Telecom is not an extractive industry
We are considering very carefully the situation of site closure and harassment of our members in some states, such as Ogun, Ondo, Akwa Ibom, Ebonyi, Osun, and Kaduna, and we may begin anytime soon to have them feel the impact of their actions on telecom operators if they do not desist from the deliberate disruption of our operations. In these states there has been rampart arbitrary closure of telecom sites and actions of government impacting on our operations. They are treating our industry as an extractive industry, imposing myriads of taxes on our members and closing down the BTS sites arbitrarily. Many sites in the listed states have been shut down by the state governments or are about to be shut down by agents of government not minding the security and economic implications on their states.
Telecoms services as critical national infrastructure
I need to use this opportunity to emphasise once again the need for special protection for our infrastructure and operations. The telecom industry supports many other economic sectors which operations and trade depends on our services. We are also in the first layer when it comes to critical technology service for enhanced safety and security.
Unless we have a first level of protection by government, it will be difficult to continue to provide uninterrupted services with the vulnerability our members and their infrastructure are exposed to. We, hereby, appeal to the president and commander in chief of the armed forces to declare telecom infrastructure as critical national security and economic infrastructure as provided by the Cybercrime Law of 2015.
North East infrastructure, quality of service
Quite a number of our base stations, exchanges and other critical equipment were destroyed by insurgents in the North East of Nigeria, and it has remained increasingly difficult to restore services in those areas. We are appealing for support from the government for secured access to those sites and concession by way of reliefs to our members who are rebuilding damaged infrastructure in those areas.
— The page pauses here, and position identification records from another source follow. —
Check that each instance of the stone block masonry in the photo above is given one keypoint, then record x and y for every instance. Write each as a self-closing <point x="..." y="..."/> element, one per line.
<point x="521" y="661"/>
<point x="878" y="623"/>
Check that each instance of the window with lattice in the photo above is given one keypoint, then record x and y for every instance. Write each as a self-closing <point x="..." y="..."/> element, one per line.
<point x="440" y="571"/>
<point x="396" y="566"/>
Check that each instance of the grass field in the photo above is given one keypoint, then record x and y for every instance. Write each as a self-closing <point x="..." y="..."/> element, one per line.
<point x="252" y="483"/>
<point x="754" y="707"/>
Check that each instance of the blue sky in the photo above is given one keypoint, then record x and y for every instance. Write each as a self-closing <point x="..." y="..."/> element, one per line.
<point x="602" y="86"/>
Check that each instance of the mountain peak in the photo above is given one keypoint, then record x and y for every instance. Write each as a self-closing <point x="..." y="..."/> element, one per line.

We are asking for concession by waivers and reliefs from government. Quality of services across the various networks continues to record significant improvement since 2015 as our members continue to invest in network elements to enhance good quality of service across the national network.
We would like to reassure subscribers of our determination and commitment to provide reliable and good quality services at all time. We, however, require the support of consumers, government and all the stakeholders to kindly take ownership of our infrastructure by protecting those next to them, assisting us to look after them and supporting our members determination to provide unrestricted access as well as global support in the onerous task of providing world class service across the length and breadth of Nigeria.